Carl Icahn’s move to North Dakota…

Yesterday, we footnoted the 11 companies that have been targeted by activist investors interested in moving those companies state of incorporation to North Dakota, where a 2007 law is viewed as being more friendly than those in Delaware, where over 60% of Fortune 500 are currently incorporated. As we noted, all 11 companies are against those proposals.

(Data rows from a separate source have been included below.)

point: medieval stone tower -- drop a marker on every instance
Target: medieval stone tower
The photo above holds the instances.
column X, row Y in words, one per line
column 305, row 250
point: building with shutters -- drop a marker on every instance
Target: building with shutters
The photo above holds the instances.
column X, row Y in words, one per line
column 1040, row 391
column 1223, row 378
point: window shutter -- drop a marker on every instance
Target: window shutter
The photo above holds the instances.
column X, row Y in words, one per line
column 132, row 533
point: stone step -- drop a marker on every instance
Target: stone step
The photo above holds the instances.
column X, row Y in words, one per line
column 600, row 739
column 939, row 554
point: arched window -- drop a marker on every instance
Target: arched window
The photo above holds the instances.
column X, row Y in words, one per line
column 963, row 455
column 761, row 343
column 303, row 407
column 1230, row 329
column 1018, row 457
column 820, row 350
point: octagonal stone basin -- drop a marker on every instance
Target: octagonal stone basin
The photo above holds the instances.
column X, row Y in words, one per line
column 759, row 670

But we found one company that is actually embracing the move to North Dakota: American Railcar Inc. (ARII), which on Friday, filed this preliminary proxy asking shareholders to vote on moving the company’s domicile from Delaware to North Dakota. The company’s board approved the move last Thursday, according to the filing. Here’s a snip:

The purpose of the Reincorporation is to enable the Company to reincorporate from Delaware to North Dakota and become subject to the North Dakota Publicly Traded Corporations Act. The North Dakota Publicly Traded Corporations Act provides a governance structure for publicly traded corporations that generally provides shareholders greater rights than they currently have under other state laws and, specifically, will afford shareholders of the Company greater statutory rights to involvement in the Company’s corporate governance process than they currently possess under the Delaware General Corporation Law…hese rights are intended to decrease management entrenchment and increase management accountability to shareholders. Accordingly, the board of directors believes that the Reincorporation is in the best interests of the Company and its shareholders and will help maximize shareholder value.

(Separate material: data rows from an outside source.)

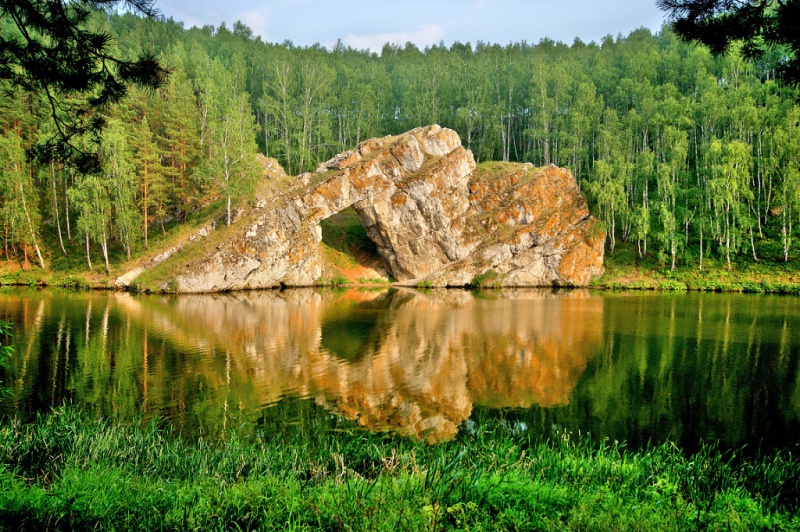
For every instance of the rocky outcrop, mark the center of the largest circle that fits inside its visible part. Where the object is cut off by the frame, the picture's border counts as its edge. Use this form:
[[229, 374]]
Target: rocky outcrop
[[432, 216]]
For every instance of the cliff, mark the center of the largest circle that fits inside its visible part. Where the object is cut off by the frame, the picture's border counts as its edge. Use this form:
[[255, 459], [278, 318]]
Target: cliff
[[433, 218]]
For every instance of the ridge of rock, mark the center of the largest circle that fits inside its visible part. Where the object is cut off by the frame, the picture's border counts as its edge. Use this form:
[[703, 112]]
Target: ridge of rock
[[432, 216]]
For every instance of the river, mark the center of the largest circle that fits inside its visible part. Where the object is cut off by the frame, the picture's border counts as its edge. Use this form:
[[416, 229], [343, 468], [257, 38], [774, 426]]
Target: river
[[634, 367]]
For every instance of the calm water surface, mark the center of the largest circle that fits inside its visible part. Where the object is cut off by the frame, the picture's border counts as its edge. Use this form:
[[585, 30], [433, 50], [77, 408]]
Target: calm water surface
[[633, 367]]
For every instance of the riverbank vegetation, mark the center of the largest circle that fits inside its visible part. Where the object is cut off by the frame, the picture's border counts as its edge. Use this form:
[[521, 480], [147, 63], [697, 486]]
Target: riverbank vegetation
[[69, 469], [690, 159]]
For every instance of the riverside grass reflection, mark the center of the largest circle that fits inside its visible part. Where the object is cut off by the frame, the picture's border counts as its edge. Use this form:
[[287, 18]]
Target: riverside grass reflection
[[633, 367], [392, 360]]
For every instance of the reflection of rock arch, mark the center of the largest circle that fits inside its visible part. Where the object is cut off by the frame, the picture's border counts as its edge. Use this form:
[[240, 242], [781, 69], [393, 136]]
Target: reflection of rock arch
[[429, 359]]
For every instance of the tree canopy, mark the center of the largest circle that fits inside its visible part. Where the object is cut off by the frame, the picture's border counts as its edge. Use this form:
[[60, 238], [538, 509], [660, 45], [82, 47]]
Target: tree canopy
[[52, 47], [766, 28]]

Of course, calling this a trend would be very premature because American Railcar isn’t the typical company incorporated in Delaware. It’s not exactly a big company or a household name — one could only imagine if Southwest Airlines (LUV), which is being targeted by activists to move to North Dakota, took this position. And, it happens to be controlled by billionaire activist investor Carl Icahn, who controls more than 50% of the voting shares, which as the proxy notes, makes it harder to take advantage of all that the North Dakota law has to offer.